Une faculté mystérieuse
Charles Darwin, dans La descendance de l’homme et la sélection sexuelle (1891), qualifiait la musique de « faculté parmi les plus mystérieuses dont l’homme soit doué ». Et pour cause, d'après lui, « l’aptitude à reproduire des notes et la jouissance qu’elles procurent » ne sont « d’aucune utilité directe dans les habitudes ordinaires de la vie ». Il en a donc conclu que la musique était arrivée dans l'évolution de l'Homme, avant le langage, dans le but de communiquer.
Jean-Julien Aucouturier et Clément Canonne ont souhaité tester cette hypothèse dans une étude en vérifiant s'il était effectivement possible de communiquer grâce à la musique.
Peut-on communiquer une attitude sociale par la musique ?
Pour répondre à cette question, Jean-Julien Aucouturier et Clément Canonne ont constitué des duos de musiciens à qui ils ont demandé de jouer une impro ensemble : Un des deux musiciens (on l'appellera Tom) avait pour consigne de communiquer une attitude dominante, autoritaire, conciliante, prévenante, insolente ou dédaigneuse, à travers son jeu musical. Et le second musicien (on l'appellera Julie) devait essayer de deviner quelle attitude son binôme lui avait communiqué au cours de l'improvisation.
Petite précision : les deux musiciens ne se voyaient pas pendant qu'ils jouaient.
Est-ce que Julie a réussi à deviner l'attitude communiquée par Tom ?
C'est OUI. 10 binômes de musiciens ont répété l'expérience 10 fois chacun, et globalement, les musiciens réussissaient bien à reconnaitre l'attitude communiquée par leurs binômes respectifs. Même s'ils identifiaient quand même beaucoup mieux l'attitude prévenante (80% de bonnes réponses) ou dominante (63% de bonnes réponses) par rapport à l'attitude insolente (45% de bonnes réponses).
Les deux chercheurs ont alors demandé à des personnes spectatrices, musiciennes et non musiciennes, d'écouter ces différentes improvisations et de deviner quelles attitudes Tom avait communiqué à Julie pour chacune d'elles. Ces personnes sont également parvenues à identifier l'attitude, notamment lorsqu'il s'agissait de personnes pratiquant de la musique.
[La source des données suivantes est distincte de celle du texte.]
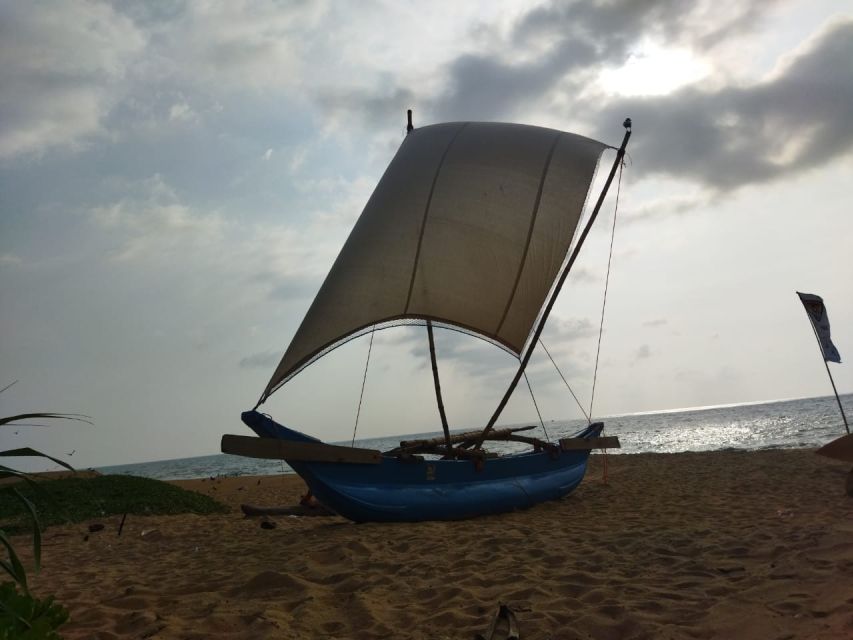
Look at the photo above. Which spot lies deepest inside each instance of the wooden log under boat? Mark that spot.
(275, 449)
(574, 444)
(499, 434)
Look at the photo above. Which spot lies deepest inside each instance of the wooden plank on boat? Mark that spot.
(606, 442)
(274, 449)
(839, 449)
(497, 434)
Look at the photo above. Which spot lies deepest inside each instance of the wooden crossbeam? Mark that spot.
(499, 434)
(274, 449)
(574, 444)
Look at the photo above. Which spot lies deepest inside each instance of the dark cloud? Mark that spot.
(581, 38)
(797, 121)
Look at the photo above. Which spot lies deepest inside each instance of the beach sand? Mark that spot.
(692, 545)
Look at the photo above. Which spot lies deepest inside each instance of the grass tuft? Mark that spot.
(72, 500)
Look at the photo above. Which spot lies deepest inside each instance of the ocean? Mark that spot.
(786, 424)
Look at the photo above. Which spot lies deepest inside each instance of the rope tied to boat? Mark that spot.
(604, 302)
(363, 382)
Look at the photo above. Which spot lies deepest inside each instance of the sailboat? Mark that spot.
(474, 227)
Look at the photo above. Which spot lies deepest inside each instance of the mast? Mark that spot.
(620, 154)
(435, 380)
(409, 128)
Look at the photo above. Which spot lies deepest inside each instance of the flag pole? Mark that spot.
(829, 373)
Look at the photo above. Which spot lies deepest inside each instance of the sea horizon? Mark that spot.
(766, 424)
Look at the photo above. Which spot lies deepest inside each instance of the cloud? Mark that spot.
(261, 360)
(155, 224)
(642, 353)
(63, 69)
(794, 121)
(581, 39)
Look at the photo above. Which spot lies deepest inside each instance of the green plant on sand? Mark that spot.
(22, 615)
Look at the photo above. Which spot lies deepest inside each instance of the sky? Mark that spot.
(176, 179)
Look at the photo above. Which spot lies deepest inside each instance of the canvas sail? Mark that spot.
(469, 226)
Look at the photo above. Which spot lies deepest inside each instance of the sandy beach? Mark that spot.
(691, 545)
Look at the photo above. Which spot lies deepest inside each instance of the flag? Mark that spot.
(820, 321)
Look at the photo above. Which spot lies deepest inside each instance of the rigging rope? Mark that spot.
(363, 381)
(580, 406)
(606, 283)
(536, 406)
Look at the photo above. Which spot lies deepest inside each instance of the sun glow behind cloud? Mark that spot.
(653, 70)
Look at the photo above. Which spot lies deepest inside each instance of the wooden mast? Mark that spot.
(620, 154)
(409, 128)
(438, 399)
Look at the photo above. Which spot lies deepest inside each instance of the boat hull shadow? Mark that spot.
(412, 490)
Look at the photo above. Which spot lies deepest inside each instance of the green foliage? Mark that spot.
(69, 500)
(24, 617)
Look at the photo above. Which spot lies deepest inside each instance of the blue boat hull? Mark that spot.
(410, 491)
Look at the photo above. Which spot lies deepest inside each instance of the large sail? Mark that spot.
(469, 227)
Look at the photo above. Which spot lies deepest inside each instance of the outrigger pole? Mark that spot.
(620, 154)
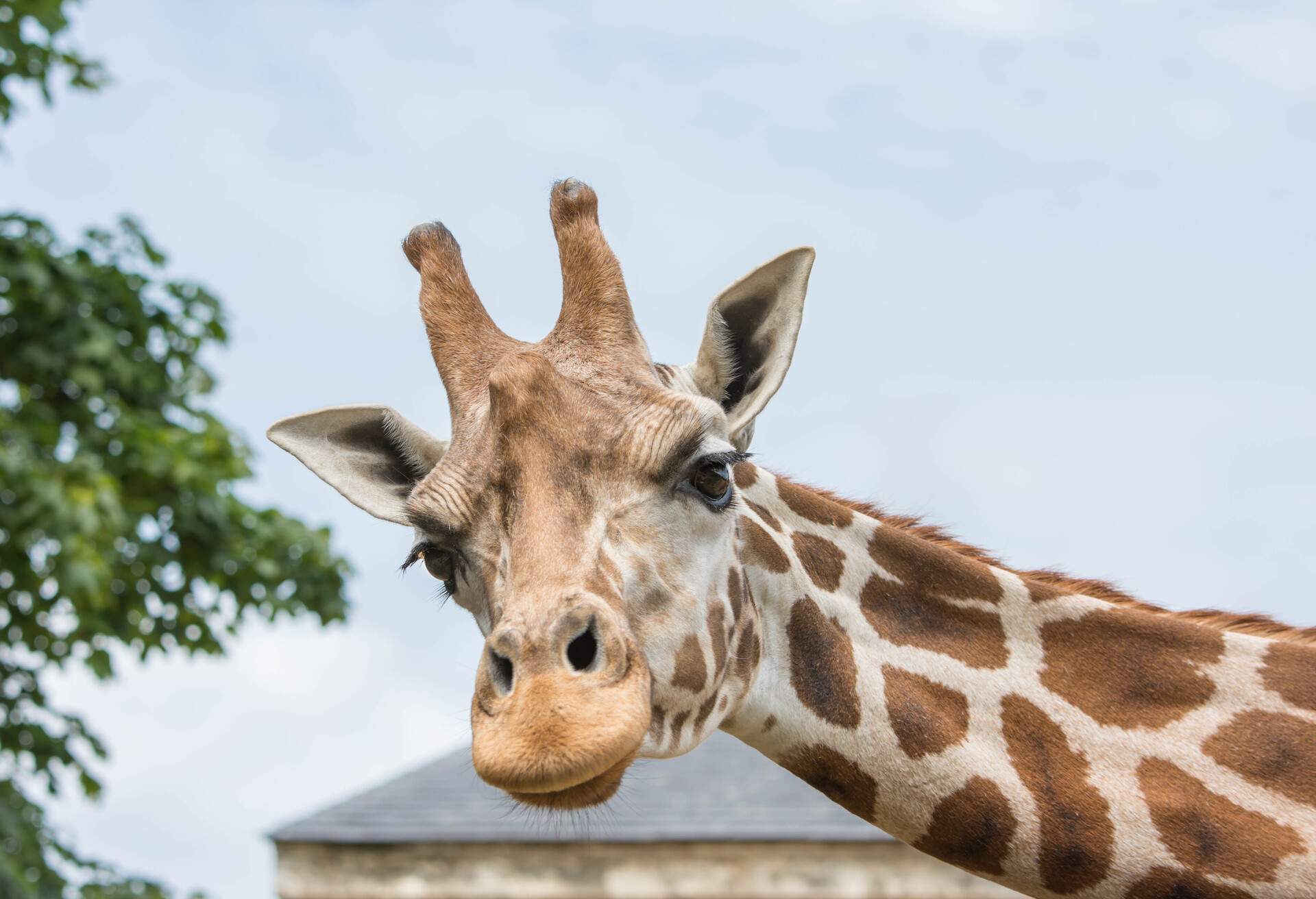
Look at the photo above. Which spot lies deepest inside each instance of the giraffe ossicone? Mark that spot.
(642, 583)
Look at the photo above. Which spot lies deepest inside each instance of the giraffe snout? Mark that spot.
(561, 707)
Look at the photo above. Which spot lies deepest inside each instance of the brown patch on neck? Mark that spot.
(1169, 883)
(971, 828)
(822, 669)
(1077, 833)
(1273, 750)
(1208, 832)
(927, 716)
(761, 549)
(690, 673)
(744, 474)
(835, 776)
(816, 507)
(1130, 669)
(1049, 583)
(907, 617)
(820, 558)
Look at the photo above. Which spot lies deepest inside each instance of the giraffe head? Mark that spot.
(583, 511)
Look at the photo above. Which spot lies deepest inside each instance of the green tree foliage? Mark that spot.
(33, 50)
(120, 531)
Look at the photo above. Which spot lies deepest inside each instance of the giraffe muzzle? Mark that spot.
(559, 707)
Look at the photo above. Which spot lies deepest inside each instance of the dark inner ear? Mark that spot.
(379, 456)
(745, 319)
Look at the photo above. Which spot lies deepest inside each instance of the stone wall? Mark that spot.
(602, 870)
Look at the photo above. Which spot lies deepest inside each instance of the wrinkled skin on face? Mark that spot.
(586, 626)
(583, 511)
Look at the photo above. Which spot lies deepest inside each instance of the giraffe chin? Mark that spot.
(594, 791)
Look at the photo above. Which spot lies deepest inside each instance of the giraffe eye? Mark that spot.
(712, 481)
(439, 564)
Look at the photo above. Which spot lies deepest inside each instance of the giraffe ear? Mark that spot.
(367, 453)
(751, 337)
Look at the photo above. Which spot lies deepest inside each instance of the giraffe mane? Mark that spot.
(1254, 624)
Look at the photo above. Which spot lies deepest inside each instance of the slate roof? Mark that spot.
(722, 791)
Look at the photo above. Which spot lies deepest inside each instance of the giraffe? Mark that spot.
(642, 582)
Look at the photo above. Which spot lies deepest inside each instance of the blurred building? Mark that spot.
(719, 822)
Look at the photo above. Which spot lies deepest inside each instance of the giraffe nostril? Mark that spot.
(583, 650)
(502, 672)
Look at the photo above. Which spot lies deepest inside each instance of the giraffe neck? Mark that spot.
(1047, 740)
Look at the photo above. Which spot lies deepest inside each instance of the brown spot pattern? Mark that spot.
(907, 617)
(822, 560)
(1290, 670)
(678, 722)
(822, 669)
(971, 828)
(835, 776)
(811, 506)
(690, 673)
(761, 549)
(1169, 883)
(1128, 667)
(718, 635)
(927, 716)
(931, 570)
(745, 474)
(1273, 750)
(1208, 832)
(768, 517)
(1077, 840)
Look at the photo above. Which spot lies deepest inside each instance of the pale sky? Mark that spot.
(1062, 300)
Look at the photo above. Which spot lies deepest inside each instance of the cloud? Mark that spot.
(1061, 300)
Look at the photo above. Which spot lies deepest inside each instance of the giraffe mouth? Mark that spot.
(594, 791)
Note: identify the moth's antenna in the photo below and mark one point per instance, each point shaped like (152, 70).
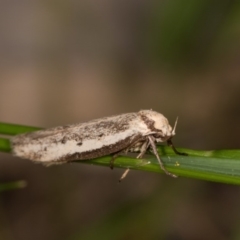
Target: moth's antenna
(175, 125)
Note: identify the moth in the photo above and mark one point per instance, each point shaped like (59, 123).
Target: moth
(130, 132)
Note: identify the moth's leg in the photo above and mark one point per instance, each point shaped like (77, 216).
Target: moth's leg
(124, 174)
(152, 143)
(169, 143)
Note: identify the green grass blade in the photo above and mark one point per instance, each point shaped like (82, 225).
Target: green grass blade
(218, 165)
(14, 129)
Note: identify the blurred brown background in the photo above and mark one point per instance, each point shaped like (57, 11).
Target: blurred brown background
(71, 61)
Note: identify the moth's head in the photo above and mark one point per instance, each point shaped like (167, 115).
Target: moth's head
(158, 125)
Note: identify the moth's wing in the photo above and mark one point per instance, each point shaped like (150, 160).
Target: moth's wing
(80, 141)
(112, 147)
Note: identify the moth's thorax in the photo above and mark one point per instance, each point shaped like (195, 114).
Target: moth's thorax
(157, 125)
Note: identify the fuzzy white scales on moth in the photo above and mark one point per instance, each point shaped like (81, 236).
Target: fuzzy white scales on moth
(130, 132)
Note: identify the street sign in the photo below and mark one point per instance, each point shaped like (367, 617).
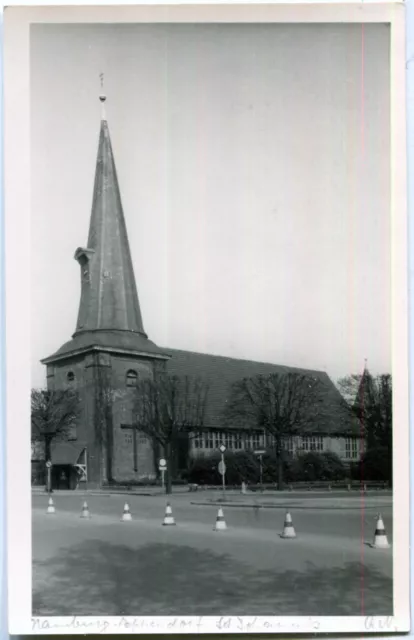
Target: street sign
(222, 468)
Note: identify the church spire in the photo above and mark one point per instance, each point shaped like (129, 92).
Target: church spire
(109, 298)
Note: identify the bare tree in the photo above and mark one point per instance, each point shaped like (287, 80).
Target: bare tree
(370, 401)
(53, 415)
(283, 405)
(167, 406)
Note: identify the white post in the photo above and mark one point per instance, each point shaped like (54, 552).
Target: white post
(223, 477)
(261, 472)
(49, 480)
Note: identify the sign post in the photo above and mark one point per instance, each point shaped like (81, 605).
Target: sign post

Conclusion : oui, on peut communiquer une attitude sociale par la musique.
Comment ça se fait ?
Le cerveau humain déteste ce qui est aléatoire, ce qui ne suit pas de règles logiques et explicables. Nous sommes donc prédisposés à trouver des causes et prêter des intentions à ce qui nous entoure. Prenons la petite vidéo ci-dessous :
Sur cette vidéo, on ne voit que des formes géométriques en mouvement. Pourtant, lorsque Heider et Simmel (1944) ont présenté ce film a des personnes en leur demandant de décrire ce qu'il s'y passait, 49 participants sur 50 ont utilisé des termes tels que "suivre", "chasser" ou "fuir". Ils ont donc attribué des intentions aux formes géométriques au lieu de décrire simplement leurs mouvements (Ex : le triangle se déplace de l'intérieur du rectangle vers l'extérieur).
Face à ce constat, deux théorie :
Approche rationaliste : prêter des intentions serait une disposition innée du cerveau humain qui est équipé de circuits neuronaux spécialisés pour ça et qui s'activent de manière automatique. Exemple : j'entends ce morceau et je perçois automatiquement que le musicien communique de l'insolence.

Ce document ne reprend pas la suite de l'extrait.